Given two binary strings, return their sum (also a binary string).
The input strings are both non-empty and contains only characters 1
or 0
.
Example 1:
Input: a = "11", b = "1" Output: "100"
Example 2:
Input: a = "1010", b = "1011" Output: "10101"
从后往前加,用两个参数,sum和remainder分别表示和、余数。当两个string数组下标不越界时,sum等于两个数相加,res append (sum % 2),余数为 sum/2,表示进位,下一次进入循环时,sum就等于remainder,在此基础上继续累加。最后当两个string都加完,考虑进位:如果最后的余数为0,不进位;如果不为0,在res里append最后一次循环得到的余数。

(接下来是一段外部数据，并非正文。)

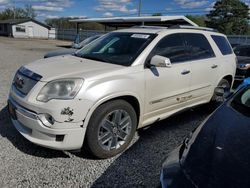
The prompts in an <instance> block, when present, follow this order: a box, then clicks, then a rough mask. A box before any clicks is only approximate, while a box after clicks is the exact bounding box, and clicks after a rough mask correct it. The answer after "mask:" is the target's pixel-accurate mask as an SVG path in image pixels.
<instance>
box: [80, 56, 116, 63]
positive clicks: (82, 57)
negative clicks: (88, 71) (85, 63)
mask: <svg viewBox="0 0 250 188" xmlns="http://www.w3.org/2000/svg"><path fill="white" fill-rule="evenodd" d="M81 57H82V58H85V59H91V60H94V61H102V62H106V63H111V62H110V61H108V60H107V59H105V58H103V57H97V56H87V55H82V56H81Z"/></svg>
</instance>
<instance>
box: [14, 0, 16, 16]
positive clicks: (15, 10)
mask: <svg viewBox="0 0 250 188" xmlns="http://www.w3.org/2000/svg"><path fill="white" fill-rule="evenodd" d="M15 19H16V1H15V0H14V20H15Z"/></svg>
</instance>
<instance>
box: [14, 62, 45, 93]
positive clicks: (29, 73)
mask: <svg viewBox="0 0 250 188" xmlns="http://www.w3.org/2000/svg"><path fill="white" fill-rule="evenodd" d="M41 78H42V77H41V76H40V75H38V74H36V73H33V72H32V71H30V70H28V69H26V68H24V67H21V68H20V69H19V70H18V71H17V73H16V75H15V77H14V80H13V85H14V86H15V88H16V89H17V90H18V91H19V92H20V93H21V94H22V95H24V96H26V95H27V94H28V93H29V92H30V90H31V89H32V88H33V87H34V86H35V85H36V83H37V82H38V81H39V80H40V79H41Z"/></svg>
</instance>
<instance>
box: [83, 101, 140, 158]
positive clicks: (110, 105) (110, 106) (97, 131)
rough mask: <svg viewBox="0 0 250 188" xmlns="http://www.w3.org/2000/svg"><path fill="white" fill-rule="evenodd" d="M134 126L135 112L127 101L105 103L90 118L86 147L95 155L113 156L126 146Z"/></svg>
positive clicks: (129, 139)
mask: <svg viewBox="0 0 250 188" xmlns="http://www.w3.org/2000/svg"><path fill="white" fill-rule="evenodd" d="M136 127H137V117H136V113H135V110H134V108H133V107H132V106H131V105H130V104H129V103H127V102H126V101H124V100H115V101H111V102H108V103H105V104H103V105H101V106H100V107H98V108H97V109H96V110H95V111H94V113H93V115H92V117H91V119H90V122H89V125H88V128H87V132H86V142H87V147H88V148H89V150H90V152H91V153H92V154H93V155H94V156H95V157H98V158H109V157H113V156H115V155H117V154H119V153H121V152H122V151H124V150H125V149H126V148H127V147H128V145H129V143H130V142H131V140H132V139H133V137H134V134H135V131H136Z"/></svg>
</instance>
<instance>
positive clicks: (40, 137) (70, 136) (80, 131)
mask: <svg viewBox="0 0 250 188" xmlns="http://www.w3.org/2000/svg"><path fill="white" fill-rule="evenodd" d="M8 102H9V106H11V108H14V112H15V115H13V109H12V110H11V113H12V117H11V120H12V123H13V124H14V126H15V128H16V129H17V130H18V131H19V132H20V133H21V134H22V135H23V136H24V137H25V138H26V139H28V140H29V141H31V142H33V143H35V144H37V145H40V146H44V147H47V148H51V149H57V150H77V149H80V148H81V147H82V144H83V140H84V135H85V131H86V129H85V128H84V127H82V126H76V125H75V123H71V122H63V123H59V122H55V123H56V124H63V126H62V127H67V126H68V127H70V128H67V129H66V128H63V129H58V128H57V129H55V128H53V126H52V127H47V126H45V124H44V122H43V121H42V120H41V118H40V117H39V114H37V113H36V112H33V111H31V110H29V109H26V108H24V107H22V106H21V105H19V104H18V103H17V102H16V101H14V100H13V99H12V98H9V101H8ZM66 124H67V125H66ZM57 126H58V125H57Z"/></svg>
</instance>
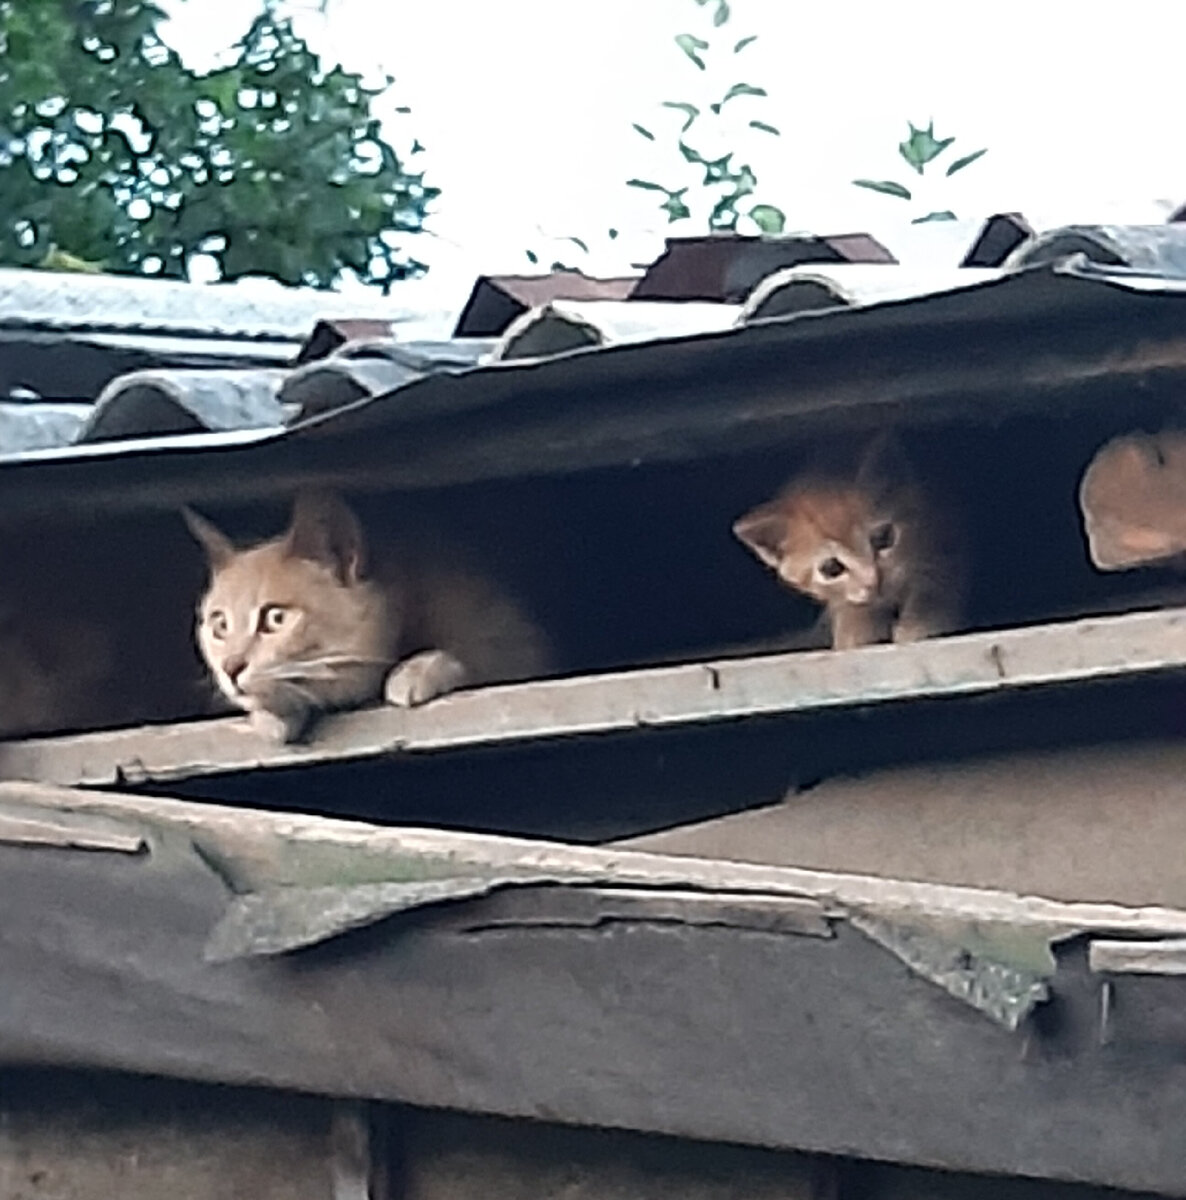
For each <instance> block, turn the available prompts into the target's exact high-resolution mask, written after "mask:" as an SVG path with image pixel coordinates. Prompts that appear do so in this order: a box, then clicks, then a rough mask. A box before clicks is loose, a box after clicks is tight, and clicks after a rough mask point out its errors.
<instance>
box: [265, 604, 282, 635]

由于append的顺序和二进制数的高低位顺序是相反的,最后还要把res反转一下
time: O(n), space: O(n)
class Solution { public String addBinary(String a, String b) { StringBuilder res = new StringBuilder(); int i = a.length() - 1, j = b.length() - 1; int remainder = 0; while(i >= 0 || j >= 0) { int sum = remainder; if(i >= 0) { sum += a.charAt(i--) - '0'; } if(j >= 0) { sum += b.charAt(j--) - '0'; } res.append(sum % 2); remainder = sum / 2; } if(remainder != 0) { res.append(remainder); } return res.reverse().toString(); } }